Cette donation, nous fait connaître les immeubles et cultures situés sur la terre ancestrale, bien peu de choses en fait :

    1. Une petite maison de pièces sur pièces, au toît recouvert d’écorces.
    2. Une vieille grange.
    3. Un jardin.
    4. Un petit verger.
    5. Neuf arpents de terre labourées ou labourables.

La terre ancestrale, 4 novembre 1788
Le 4 novembre 1788, Simon de Repentigny, fils de Jean-Baptiste de Repentigny et de Marie-Anne Lalande-Latreille passe un contrat d’échange de terre avec le sieur Barthélemy Janisse, marchand, devant le notaire Joseph Gabrion (# 4388). Il échange alors une partie de la terre ancestrale en retour d’une partie de terre au sud du chemin du Roy, que le sieur Janisse avait obtenu par garantie d’un prêt octroyé à la soeur de Simon, Gabrielle-Rose de Repentigny, veuve de Louis-Saint-Michel. Ce lopin de terre est joignant à l’emplacement occupé par Thomas Leduc près de l’église et d’autre à l’emplacement de la veuve Saint-Michel. Le terrain cédé par Simon de Repentigny est joignant par derrière à Thomas Leduc, d’un côté, en partie à Thomas Leduc et au sieur Janisse, d’autre côté et en partie aux terres ci-dessus cédées. En faveur de Gabrielle-Rose, nommée Marie-Rose à l’acte, en jouissance viagère, un emplacement qui sera pris par elle sur la devanture de ladite terre, tenant d’un bout au chemin du Roy et d’autre à la côte qui descend à la rivière Cataracoui (St-Laurent).
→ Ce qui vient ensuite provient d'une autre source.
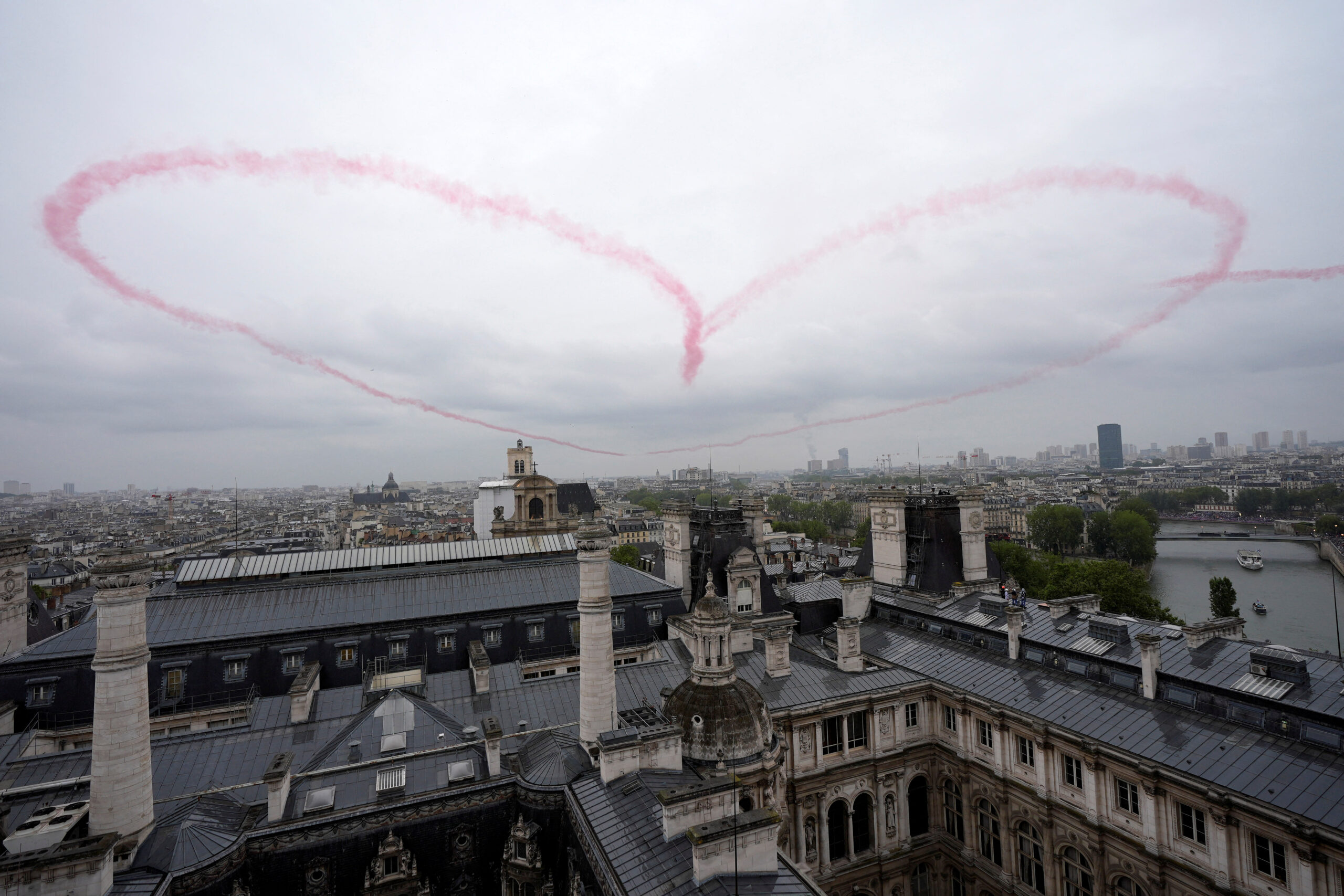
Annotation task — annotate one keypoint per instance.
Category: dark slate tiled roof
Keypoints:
(358, 601)
(624, 817)
(1285, 774)
(814, 592)
(1217, 664)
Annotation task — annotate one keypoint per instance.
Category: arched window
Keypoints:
(1078, 880)
(917, 801)
(1030, 855)
(862, 824)
(990, 842)
(1127, 887)
(920, 883)
(952, 818)
(835, 829)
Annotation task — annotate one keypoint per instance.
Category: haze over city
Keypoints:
(719, 141)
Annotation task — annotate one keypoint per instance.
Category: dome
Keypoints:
(730, 716)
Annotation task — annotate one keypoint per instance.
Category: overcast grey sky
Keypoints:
(719, 139)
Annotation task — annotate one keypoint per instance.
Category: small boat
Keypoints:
(1251, 559)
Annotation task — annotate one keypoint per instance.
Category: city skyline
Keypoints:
(721, 159)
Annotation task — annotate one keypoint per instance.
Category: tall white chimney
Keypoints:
(887, 508)
(121, 796)
(597, 675)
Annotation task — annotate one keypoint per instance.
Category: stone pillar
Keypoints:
(1092, 786)
(800, 835)
(889, 535)
(1150, 817)
(973, 562)
(121, 787)
(823, 835)
(676, 547)
(597, 675)
(1014, 614)
(14, 593)
(1151, 659)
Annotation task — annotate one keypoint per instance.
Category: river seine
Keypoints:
(1295, 585)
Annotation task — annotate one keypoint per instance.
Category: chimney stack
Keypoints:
(14, 593)
(121, 797)
(777, 664)
(597, 675)
(887, 510)
(973, 562)
(848, 653)
(1151, 657)
(1015, 618)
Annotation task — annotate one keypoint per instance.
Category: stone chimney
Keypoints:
(887, 508)
(277, 785)
(14, 592)
(1151, 657)
(676, 547)
(855, 597)
(777, 664)
(597, 675)
(1014, 616)
(121, 787)
(303, 692)
(742, 844)
(494, 736)
(973, 562)
(480, 662)
(1201, 633)
(848, 652)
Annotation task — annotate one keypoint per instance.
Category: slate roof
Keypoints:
(624, 817)
(814, 592)
(363, 601)
(1283, 773)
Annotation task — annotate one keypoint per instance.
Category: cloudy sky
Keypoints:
(719, 140)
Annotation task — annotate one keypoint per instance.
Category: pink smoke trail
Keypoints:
(65, 208)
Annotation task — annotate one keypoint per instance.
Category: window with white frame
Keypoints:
(1073, 773)
(1127, 796)
(1270, 859)
(236, 668)
(832, 733)
(858, 730)
(1193, 824)
(42, 693)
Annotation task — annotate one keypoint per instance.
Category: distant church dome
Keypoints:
(721, 716)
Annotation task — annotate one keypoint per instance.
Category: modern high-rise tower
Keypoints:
(1109, 448)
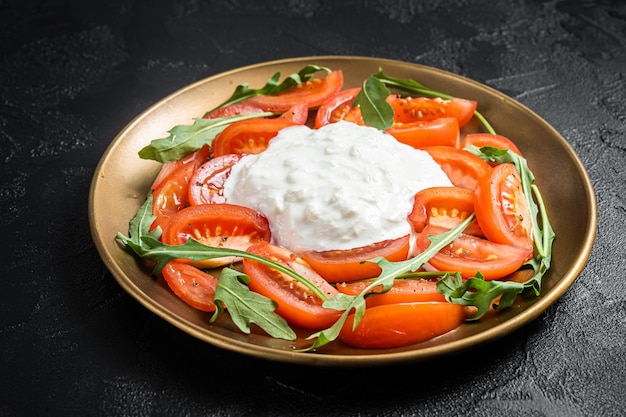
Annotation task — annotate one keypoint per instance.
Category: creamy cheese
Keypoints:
(338, 187)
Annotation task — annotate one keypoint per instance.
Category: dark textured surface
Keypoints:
(72, 74)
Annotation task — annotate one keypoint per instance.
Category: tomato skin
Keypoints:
(470, 254)
(207, 183)
(218, 225)
(396, 325)
(193, 286)
(487, 139)
(501, 207)
(443, 131)
(463, 168)
(250, 136)
(313, 93)
(345, 265)
(402, 291)
(445, 207)
(298, 114)
(422, 109)
(339, 107)
(295, 303)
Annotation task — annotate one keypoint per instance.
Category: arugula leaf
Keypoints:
(412, 87)
(480, 293)
(272, 86)
(185, 139)
(246, 307)
(375, 109)
(390, 271)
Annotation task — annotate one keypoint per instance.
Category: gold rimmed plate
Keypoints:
(122, 180)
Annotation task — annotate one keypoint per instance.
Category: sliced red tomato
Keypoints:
(442, 131)
(502, 209)
(207, 183)
(235, 109)
(197, 158)
(313, 93)
(396, 325)
(487, 139)
(171, 187)
(248, 136)
(470, 254)
(190, 284)
(217, 225)
(296, 303)
(422, 109)
(463, 168)
(348, 265)
(339, 107)
(403, 291)
(444, 207)
(298, 114)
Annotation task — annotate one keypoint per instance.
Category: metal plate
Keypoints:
(122, 181)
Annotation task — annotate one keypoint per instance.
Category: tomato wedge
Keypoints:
(217, 225)
(396, 325)
(470, 254)
(248, 136)
(444, 207)
(487, 139)
(502, 209)
(463, 168)
(422, 109)
(339, 107)
(346, 265)
(295, 302)
(207, 183)
(171, 186)
(402, 291)
(442, 131)
(190, 284)
(313, 93)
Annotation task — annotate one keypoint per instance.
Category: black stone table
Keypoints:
(74, 73)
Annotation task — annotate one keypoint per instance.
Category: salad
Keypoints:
(473, 245)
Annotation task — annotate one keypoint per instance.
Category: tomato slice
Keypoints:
(463, 168)
(235, 109)
(470, 254)
(207, 183)
(444, 207)
(348, 265)
(298, 114)
(190, 284)
(422, 109)
(395, 325)
(339, 107)
(501, 207)
(313, 93)
(487, 139)
(442, 131)
(295, 302)
(248, 136)
(217, 225)
(402, 291)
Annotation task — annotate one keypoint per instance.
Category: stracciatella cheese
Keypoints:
(338, 187)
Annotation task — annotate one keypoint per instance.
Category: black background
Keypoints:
(73, 73)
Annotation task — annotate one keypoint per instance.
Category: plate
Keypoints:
(122, 180)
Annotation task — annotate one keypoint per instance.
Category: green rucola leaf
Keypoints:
(139, 227)
(272, 86)
(185, 139)
(246, 307)
(375, 109)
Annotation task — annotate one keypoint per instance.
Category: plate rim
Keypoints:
(325, 359)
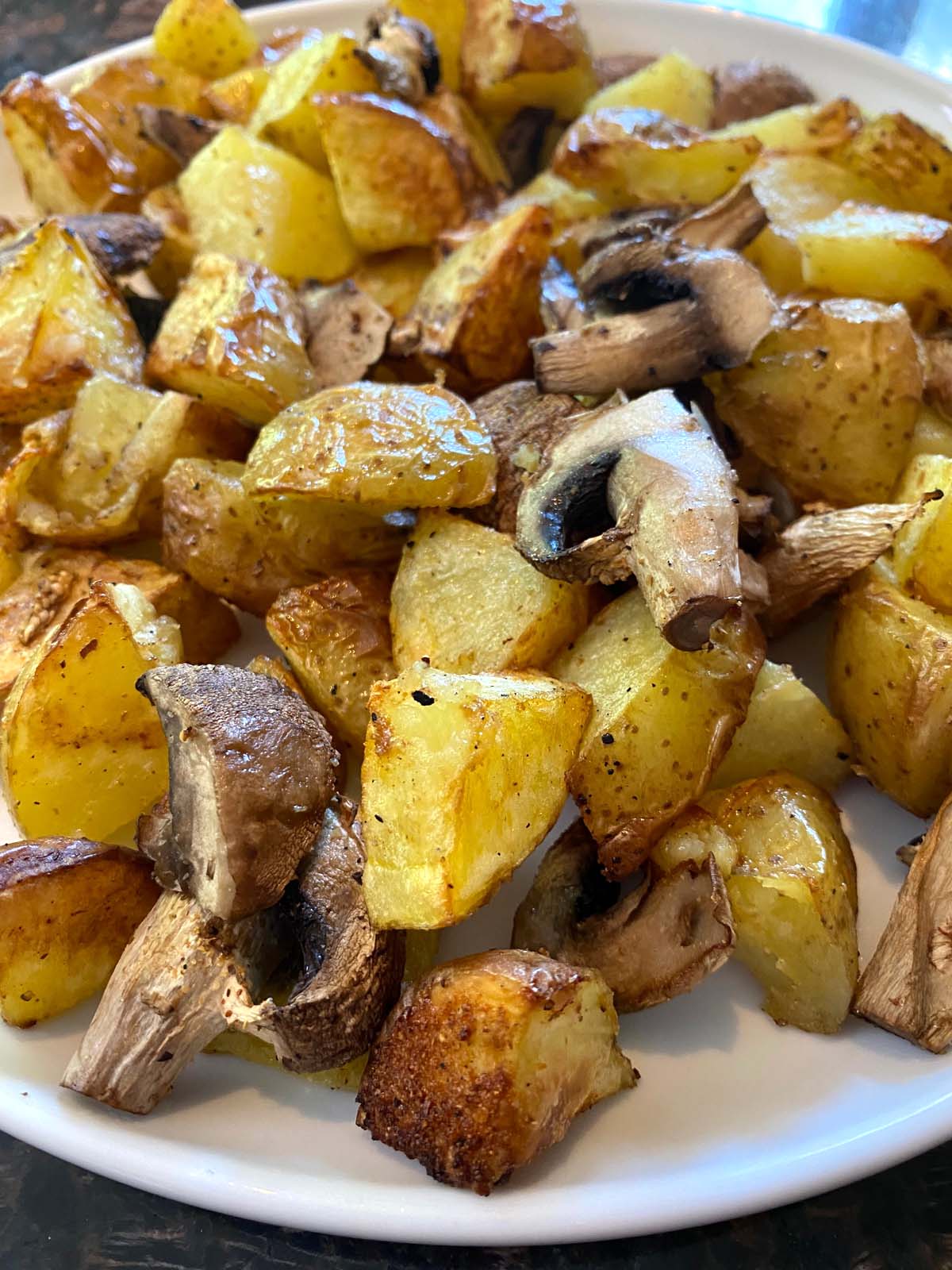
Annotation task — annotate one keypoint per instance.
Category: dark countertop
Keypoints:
(54, 1216)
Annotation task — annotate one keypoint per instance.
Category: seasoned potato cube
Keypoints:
(662, 723)
(67, 910)
(97, 475)
(61, 321)
(517, 55)
(83, 752)
(206, 37)
(632, 158)
(673, 86)
(793, 899)
(389, 444)
(922, 554)
(786, 727)
(336, 634)
(831, 399)
(267, 206)
(440, 747)
(286, 116)
(251, 550)
(67, 162)
(465, 600)
(890, 677)
(393, 169)
(235, 338)
(474, 1103)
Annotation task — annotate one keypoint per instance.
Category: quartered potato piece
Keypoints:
(61, 321)
(82, 751)
(463, 775)
(386, 444)
(465, 600)
(235, 338)
(67, 910)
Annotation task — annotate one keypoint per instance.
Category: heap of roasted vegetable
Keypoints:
(522, 395)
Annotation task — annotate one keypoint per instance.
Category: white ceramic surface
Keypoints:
(733, 1114)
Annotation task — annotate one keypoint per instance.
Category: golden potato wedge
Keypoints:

Communication de Mme Lise Chartier
La situation exacte de la terre de Jean-Baptiste Darpentigny (de Repentigny) et de Marie-Anne Lalande dite Latreille nous a été transmise par Mme Lise Chartier et, avec sa permission, nous reproduisons ici la description :

    “ Je puis maintenant vous dire que celle-ci était à l’est de celle de Thomas Leduc, cette dernière terre mesurait 1 arpent et demi de largeur et se situait  immédiatement à l’est du terrain actuel de l’église Sainte-Jeanne-de-Chantal.

    Explication:

    Le lot où se situait l’église appartenait, en 1753, à Alexandre Boyer qui  l’avait acquis, par un échange, de Jacques Lalande Latreille en 1742 ( frère de  Marianne Lalande). à l’origine, ce lot mesurait 3 arpents de largeur. Lalande avait donc possédé 2 terres... l’autre était juste à côté, à l’est.

    Le seigneur Jean-Baptiste Leduc divise le lot de Boyer en 2 parties égales et il en donne la moitié à la Fabrique en 1753.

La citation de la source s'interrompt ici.